Another strategy for teaching the "rules of conduct" in particular social situations involves the use of role playing. This allows the instructor to give immediate reinforcement of desired behaviors as well as multiple opportunities to "practice" new skills before they are actually needed in a social situation. Again, it is important to also reinforce the use of the skills in the actual social situation in most cases in order for the behaviors to generalize across settings.
Many parents have reported an increased in use of appropriate behaviors in new social situations with the use of these teaching strategies, especially for children who often are typically anxious in new situations.
Other, more general "rules" can also be taught to help children exhibit appropriate social skills. For example, children can be taught the "rules" of beginning a conversation, joining in a conversation, ending a conversation, asking for help, and offering help to other people.
Lynn and Robert Koegel describe ways of teaching children to monitor themselves in the use of specific skills taught. Self monitoring skills are often quite helpful in insuring that skills are generalized in across relevant settings.
Some suggest that the reason so many children with Autism lack strong social skills is because of their inability to determine the "knowledge" of another person or to understand that people don't have the same thoughts, knowledge or emotions that they do. Terms often used to describe this weakness include "mind blindness" or a lack of "theory of mind".

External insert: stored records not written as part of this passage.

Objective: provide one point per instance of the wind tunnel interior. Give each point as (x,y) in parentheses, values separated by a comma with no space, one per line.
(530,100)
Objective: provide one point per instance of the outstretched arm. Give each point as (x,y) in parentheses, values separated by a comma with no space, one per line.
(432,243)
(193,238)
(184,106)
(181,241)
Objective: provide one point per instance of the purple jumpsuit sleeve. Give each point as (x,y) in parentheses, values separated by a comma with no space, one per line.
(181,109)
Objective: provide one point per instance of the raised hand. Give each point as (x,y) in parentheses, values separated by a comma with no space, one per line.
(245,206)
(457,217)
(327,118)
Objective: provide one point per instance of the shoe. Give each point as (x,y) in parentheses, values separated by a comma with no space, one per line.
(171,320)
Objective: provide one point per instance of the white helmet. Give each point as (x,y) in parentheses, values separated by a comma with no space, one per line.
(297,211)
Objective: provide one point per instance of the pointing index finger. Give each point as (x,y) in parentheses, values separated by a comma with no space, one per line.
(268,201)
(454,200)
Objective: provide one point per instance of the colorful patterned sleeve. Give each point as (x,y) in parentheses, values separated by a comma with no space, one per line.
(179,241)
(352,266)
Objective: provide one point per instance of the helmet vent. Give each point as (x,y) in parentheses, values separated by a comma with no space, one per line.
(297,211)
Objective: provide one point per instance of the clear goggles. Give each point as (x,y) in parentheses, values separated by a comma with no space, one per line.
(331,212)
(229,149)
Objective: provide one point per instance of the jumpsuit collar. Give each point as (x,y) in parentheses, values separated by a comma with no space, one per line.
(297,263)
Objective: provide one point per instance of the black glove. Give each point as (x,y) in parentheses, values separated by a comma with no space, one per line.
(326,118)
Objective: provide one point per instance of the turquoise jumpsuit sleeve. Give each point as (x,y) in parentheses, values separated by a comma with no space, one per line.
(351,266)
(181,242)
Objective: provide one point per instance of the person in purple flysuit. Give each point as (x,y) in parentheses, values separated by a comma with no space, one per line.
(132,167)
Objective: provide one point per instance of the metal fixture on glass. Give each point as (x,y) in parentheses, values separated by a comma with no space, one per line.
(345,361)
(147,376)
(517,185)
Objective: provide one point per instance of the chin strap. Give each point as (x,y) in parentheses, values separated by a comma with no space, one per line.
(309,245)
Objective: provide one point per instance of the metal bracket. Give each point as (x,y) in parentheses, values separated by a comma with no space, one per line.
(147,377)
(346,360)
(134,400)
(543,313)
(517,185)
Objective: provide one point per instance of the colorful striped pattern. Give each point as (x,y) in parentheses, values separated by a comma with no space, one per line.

Rather than attributing the cause of difficulty to be within the individual, behaviorists choose to view and treat these difficulties from a "stimulus control" perspective. In other words, what stimuli in the environment allow us to determine what another person knows and doesn't know? Which of these stimuli is the child not responding to? The benefits of this focus is that it allows us to determine exactly what to teach rather than just explaining the "cause" of the problem within the child. Specific stimuli to teach the child to respond to may include:
Facial expressions, body language and intonation patterns associated with various emotions and degrees of emotion.
Desire based, thought or belief based, and reality based emotions.
The presence of absence of a person in a room to determine if they can see the same thing as you.
The use of pronouns only after the "referent" has been established in a conversation.
Starting conversations by stating the main idea of what you want to discuss.
It is important to constantly consider the unique ways the individual child experiences sensory stimuli when determining the skills the child needs in particular social situations. When able, the child should be taught to be "proactive" and state his sensory preferences as ways to explain his behaviors or tell others what he needs. In the meantime, it will be important for instructors to be able to interpret behaviors that may have a sensory base and modify the environment as well as desensitize the child to a variety of sensory stimuli whenever possible.
In order for children to have the opportunity to benefit from social situations, it is important to appropriately deal with negative behaviors from very early on. An ongoing use of a functional analysis to determine the nature of any negative behaviors exhibited so that the correct procedures can be used to extinguish the negative behaviors and teach replacement behaviors will be necessary to avoid removing the child from learning situations that include interactions with typically developing peers.